Earlier this month Sir Nicholas Wall, president of the family division, predicted ‘a substantial increase’ in the numbers of litigants-in-person ending up in the family courts as a result of the government’s proposals. Sir Nicholas drew a distinction between ‘big money’ cases and routine cases. ‘What worries me are the smaller cases where there is no representation, where, for example.... there is a serious imbalance between an impoverished wife and a better off husband,’ he told the family lawyers’ group Resolution annual conference. ‘The difficulty is compounded if neither side receives sensible advice.’
On the government’s own figures there were 53,800 cases last year where people received representation before the courts under the legal aid scheme – plus a further 211,000 family cases where people received initial advice and assistance.
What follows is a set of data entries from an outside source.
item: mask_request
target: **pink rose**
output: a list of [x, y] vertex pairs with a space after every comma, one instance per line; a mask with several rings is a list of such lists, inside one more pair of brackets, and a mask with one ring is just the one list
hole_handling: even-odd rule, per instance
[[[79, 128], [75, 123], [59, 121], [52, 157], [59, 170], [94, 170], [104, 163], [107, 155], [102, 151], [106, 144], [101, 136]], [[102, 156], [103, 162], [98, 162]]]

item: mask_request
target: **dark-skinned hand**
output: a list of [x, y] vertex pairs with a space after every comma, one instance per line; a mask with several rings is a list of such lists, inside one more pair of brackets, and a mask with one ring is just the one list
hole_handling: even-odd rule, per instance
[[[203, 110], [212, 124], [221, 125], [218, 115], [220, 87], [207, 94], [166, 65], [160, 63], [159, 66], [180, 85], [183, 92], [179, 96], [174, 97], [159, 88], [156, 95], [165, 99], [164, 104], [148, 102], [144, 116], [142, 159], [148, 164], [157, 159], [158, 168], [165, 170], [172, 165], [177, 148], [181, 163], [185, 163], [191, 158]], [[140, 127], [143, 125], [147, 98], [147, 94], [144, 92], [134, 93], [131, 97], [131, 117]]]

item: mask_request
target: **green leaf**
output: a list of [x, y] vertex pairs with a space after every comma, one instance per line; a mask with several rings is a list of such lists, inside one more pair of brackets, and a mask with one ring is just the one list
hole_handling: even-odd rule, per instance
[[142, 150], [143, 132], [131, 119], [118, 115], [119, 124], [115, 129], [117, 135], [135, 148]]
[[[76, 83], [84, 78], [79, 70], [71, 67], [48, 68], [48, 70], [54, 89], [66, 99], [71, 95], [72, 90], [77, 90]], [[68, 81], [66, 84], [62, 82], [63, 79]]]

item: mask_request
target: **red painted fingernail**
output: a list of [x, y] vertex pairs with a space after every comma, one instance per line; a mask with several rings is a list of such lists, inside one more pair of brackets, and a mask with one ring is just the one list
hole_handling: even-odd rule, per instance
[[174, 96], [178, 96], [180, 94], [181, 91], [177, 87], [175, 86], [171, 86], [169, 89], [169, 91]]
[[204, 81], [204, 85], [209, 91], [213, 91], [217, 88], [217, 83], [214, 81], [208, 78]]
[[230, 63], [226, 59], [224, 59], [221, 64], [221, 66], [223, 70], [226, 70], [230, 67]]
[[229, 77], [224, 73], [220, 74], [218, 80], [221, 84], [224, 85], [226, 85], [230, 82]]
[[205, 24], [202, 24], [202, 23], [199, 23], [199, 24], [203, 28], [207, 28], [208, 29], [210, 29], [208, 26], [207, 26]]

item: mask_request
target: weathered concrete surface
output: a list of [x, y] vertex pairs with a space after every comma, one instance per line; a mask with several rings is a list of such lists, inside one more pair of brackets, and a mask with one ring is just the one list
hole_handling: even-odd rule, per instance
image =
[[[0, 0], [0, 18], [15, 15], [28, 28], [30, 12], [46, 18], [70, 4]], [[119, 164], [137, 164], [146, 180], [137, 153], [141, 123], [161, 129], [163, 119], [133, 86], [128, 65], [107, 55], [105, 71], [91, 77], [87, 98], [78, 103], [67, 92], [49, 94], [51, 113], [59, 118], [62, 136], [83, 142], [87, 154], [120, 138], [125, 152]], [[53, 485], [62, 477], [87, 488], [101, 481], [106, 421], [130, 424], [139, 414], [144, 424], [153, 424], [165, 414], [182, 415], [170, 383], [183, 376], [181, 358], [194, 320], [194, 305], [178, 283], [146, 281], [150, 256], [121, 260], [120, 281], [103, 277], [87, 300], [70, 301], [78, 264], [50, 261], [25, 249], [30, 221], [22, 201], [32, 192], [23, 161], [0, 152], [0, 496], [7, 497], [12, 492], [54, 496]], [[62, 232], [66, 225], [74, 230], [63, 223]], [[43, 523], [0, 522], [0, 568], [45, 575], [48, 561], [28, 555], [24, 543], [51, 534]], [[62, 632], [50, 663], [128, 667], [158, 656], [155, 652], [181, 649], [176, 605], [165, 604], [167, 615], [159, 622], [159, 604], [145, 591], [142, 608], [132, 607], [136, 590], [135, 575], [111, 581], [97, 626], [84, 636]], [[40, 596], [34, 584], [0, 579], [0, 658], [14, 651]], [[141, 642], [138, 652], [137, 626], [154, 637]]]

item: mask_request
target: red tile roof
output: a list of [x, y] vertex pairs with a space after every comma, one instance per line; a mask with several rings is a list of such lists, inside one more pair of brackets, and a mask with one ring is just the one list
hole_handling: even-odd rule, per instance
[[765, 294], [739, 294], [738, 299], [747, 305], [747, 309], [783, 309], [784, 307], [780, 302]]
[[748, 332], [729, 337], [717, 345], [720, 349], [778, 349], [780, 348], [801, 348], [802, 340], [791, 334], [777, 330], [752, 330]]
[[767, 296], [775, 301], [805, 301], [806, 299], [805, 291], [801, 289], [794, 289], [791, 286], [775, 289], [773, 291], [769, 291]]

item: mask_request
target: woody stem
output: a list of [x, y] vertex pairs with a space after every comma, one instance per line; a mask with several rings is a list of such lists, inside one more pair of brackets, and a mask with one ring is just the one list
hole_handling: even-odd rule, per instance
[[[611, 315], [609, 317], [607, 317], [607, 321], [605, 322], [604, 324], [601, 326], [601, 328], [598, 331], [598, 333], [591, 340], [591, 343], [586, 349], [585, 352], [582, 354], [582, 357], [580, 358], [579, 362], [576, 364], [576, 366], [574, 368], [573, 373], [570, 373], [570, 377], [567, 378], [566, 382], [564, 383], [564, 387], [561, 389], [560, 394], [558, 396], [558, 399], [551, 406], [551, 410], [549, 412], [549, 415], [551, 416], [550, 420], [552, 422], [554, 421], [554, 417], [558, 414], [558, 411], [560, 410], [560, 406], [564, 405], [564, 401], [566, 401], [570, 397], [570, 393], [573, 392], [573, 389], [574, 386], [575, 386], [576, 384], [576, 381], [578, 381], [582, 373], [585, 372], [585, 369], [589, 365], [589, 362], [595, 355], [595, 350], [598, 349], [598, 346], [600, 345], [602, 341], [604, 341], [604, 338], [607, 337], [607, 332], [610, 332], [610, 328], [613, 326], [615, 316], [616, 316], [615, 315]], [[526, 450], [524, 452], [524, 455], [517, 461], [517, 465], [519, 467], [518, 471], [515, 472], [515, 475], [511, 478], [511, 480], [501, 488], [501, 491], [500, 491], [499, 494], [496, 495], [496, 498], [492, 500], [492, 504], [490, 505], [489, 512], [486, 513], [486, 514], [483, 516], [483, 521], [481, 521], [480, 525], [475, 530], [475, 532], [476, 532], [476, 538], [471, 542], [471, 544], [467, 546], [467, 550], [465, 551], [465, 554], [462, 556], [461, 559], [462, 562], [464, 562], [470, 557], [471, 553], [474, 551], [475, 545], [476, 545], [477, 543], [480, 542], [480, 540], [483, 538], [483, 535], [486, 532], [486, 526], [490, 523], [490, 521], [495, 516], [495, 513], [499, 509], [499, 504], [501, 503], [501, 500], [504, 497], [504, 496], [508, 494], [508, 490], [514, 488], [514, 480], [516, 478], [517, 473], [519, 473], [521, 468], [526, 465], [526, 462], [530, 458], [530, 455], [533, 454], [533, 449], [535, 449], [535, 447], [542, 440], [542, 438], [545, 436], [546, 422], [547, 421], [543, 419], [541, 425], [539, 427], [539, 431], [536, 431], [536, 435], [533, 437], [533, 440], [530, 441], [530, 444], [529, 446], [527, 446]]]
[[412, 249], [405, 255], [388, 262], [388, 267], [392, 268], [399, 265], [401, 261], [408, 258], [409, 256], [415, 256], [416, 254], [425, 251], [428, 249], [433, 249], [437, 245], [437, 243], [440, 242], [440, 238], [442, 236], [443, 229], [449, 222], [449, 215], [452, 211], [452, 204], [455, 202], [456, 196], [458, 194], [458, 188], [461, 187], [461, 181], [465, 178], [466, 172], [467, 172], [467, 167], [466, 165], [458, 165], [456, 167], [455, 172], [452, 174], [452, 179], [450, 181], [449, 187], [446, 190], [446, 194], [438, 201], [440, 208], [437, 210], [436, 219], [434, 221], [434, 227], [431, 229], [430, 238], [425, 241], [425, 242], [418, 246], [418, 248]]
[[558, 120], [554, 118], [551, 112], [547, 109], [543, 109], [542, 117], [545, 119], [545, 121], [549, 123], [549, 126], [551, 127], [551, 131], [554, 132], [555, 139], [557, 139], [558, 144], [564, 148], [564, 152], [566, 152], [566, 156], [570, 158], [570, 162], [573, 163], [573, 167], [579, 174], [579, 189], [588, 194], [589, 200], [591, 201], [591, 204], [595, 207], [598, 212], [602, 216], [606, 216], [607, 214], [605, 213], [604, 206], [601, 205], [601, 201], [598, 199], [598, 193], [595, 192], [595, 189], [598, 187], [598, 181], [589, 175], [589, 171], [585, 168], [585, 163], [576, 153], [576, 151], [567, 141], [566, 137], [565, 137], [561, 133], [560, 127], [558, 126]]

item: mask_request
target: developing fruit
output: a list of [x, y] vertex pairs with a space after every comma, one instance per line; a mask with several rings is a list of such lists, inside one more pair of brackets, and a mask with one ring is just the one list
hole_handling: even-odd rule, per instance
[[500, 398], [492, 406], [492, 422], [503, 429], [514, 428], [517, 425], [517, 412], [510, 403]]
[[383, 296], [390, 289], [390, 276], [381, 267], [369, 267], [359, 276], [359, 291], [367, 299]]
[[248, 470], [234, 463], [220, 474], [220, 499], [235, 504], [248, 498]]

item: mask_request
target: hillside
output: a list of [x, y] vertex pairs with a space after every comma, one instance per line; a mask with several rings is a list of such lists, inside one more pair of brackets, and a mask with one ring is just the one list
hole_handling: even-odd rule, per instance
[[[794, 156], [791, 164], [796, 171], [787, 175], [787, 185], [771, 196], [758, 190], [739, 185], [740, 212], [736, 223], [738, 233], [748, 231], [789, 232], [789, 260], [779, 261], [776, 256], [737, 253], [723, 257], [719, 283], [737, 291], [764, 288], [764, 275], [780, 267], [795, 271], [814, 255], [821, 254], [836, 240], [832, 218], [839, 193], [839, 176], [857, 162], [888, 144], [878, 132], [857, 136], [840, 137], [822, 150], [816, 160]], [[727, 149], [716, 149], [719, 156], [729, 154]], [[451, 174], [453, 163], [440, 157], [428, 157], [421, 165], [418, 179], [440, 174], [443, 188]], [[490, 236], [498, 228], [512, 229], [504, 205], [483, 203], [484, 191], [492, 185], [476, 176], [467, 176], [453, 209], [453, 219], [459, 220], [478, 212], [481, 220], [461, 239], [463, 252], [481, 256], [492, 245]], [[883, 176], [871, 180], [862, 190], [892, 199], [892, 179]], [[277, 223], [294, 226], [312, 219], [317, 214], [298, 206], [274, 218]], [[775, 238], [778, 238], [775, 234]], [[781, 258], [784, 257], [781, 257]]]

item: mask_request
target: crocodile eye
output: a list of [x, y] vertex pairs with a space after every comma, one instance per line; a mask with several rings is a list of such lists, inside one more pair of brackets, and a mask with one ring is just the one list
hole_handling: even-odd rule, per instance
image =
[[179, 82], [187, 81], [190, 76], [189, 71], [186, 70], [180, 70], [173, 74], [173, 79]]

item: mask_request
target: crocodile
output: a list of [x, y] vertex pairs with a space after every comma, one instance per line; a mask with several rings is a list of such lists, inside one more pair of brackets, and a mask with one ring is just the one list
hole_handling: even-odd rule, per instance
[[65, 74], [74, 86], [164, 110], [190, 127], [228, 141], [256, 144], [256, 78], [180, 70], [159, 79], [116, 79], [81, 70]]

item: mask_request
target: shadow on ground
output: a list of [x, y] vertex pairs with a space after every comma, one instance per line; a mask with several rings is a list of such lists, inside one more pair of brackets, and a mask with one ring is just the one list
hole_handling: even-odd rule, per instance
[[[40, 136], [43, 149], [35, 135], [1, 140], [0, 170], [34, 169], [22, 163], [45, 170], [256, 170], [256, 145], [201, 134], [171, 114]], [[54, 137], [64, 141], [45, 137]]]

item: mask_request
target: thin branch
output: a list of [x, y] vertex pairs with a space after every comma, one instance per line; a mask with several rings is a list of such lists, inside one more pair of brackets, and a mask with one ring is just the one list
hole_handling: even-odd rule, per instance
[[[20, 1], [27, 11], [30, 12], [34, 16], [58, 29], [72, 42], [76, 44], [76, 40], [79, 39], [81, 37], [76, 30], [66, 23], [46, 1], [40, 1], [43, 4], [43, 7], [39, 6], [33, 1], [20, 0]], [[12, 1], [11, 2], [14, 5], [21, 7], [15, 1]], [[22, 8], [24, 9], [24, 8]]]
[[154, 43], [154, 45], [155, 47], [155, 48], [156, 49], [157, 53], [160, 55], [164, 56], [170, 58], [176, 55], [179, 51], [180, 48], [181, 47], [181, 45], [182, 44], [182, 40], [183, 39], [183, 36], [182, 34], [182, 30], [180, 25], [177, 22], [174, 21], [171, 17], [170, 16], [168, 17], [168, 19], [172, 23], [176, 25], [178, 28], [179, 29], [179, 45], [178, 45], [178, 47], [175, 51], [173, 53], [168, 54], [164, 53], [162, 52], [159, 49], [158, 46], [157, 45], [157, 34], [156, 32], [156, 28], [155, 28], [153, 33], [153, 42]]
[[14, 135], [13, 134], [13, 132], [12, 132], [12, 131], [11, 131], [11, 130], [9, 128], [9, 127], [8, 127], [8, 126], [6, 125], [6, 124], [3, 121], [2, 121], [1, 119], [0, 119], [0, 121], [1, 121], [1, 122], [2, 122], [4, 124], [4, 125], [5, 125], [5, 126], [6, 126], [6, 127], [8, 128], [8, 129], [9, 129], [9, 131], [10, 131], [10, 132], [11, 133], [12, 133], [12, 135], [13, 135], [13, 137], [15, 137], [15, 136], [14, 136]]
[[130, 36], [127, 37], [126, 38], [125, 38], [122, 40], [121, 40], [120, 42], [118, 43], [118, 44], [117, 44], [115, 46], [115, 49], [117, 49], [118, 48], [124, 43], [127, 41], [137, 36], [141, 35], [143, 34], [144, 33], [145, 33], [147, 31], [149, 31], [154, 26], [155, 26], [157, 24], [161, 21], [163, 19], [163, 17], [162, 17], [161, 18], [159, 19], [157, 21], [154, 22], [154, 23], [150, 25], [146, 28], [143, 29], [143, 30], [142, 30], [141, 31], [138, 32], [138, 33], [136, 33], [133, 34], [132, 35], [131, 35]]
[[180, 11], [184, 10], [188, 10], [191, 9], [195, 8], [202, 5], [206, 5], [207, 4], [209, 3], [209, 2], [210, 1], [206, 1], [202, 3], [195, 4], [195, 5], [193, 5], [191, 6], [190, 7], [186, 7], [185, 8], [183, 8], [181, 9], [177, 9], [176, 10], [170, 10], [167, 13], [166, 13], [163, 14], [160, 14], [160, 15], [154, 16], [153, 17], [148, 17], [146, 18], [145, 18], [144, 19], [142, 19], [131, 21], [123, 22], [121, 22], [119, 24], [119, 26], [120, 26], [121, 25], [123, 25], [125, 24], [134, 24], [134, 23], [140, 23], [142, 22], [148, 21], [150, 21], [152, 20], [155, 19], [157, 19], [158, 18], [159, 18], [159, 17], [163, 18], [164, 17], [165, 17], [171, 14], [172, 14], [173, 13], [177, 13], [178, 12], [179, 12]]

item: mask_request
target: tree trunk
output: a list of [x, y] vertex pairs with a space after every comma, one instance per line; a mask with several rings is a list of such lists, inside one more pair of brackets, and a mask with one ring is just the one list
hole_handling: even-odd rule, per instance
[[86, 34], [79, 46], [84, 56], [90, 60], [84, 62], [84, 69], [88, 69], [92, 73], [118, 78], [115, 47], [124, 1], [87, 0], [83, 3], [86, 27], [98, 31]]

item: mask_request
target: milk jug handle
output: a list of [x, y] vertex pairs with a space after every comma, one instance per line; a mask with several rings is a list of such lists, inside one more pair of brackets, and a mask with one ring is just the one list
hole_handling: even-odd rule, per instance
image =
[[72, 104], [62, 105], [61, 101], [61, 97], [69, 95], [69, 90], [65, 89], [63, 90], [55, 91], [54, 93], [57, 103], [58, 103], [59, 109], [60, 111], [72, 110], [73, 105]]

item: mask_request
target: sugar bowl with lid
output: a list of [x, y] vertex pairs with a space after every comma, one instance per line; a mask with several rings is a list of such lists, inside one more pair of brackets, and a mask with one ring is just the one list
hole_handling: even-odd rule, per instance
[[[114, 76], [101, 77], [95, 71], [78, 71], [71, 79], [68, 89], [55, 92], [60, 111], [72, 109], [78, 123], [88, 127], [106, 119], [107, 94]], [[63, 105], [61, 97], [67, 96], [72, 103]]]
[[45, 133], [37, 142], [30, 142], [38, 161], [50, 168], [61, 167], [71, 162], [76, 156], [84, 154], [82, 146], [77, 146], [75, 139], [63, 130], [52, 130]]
‘Legal aid has provided a really important safety net for people over the last 50 years and that safety net is being pulled away,’ Christina Blacklaws, who chairs the Law Society’s legal affairs and policy board, told me. Parties will only be eligible for legal aid if there is evidence of domestic violence. ‘What does that say about our legal aid scheme?’ said Blacklaws. ‘Hopefully we will help to bridge the gap.’
We can expect the Co-operative Legal Services to be heavily promoting low-price, fixed fee tariff for divorce work. For all the hype about the marketing clout of solicitor networks such as QualitySolicitors.com, it shouldn’t be overlooked that every week 15 million shoppers walk down the aisles of some 3,000 stores.
Fixed fees in divorce work is a genuinely compelling offer and gives vulnerable clients price certainty at a time of their lives when they need it most. As Blacklaws told me she couldn’t actually afford her own services as a lawyer. ‘No one likes hourly rates,’ she said. ‘We are going to be doing away with that so we can have good value, quality, fixed-price services and people know exactly what they are going to get.’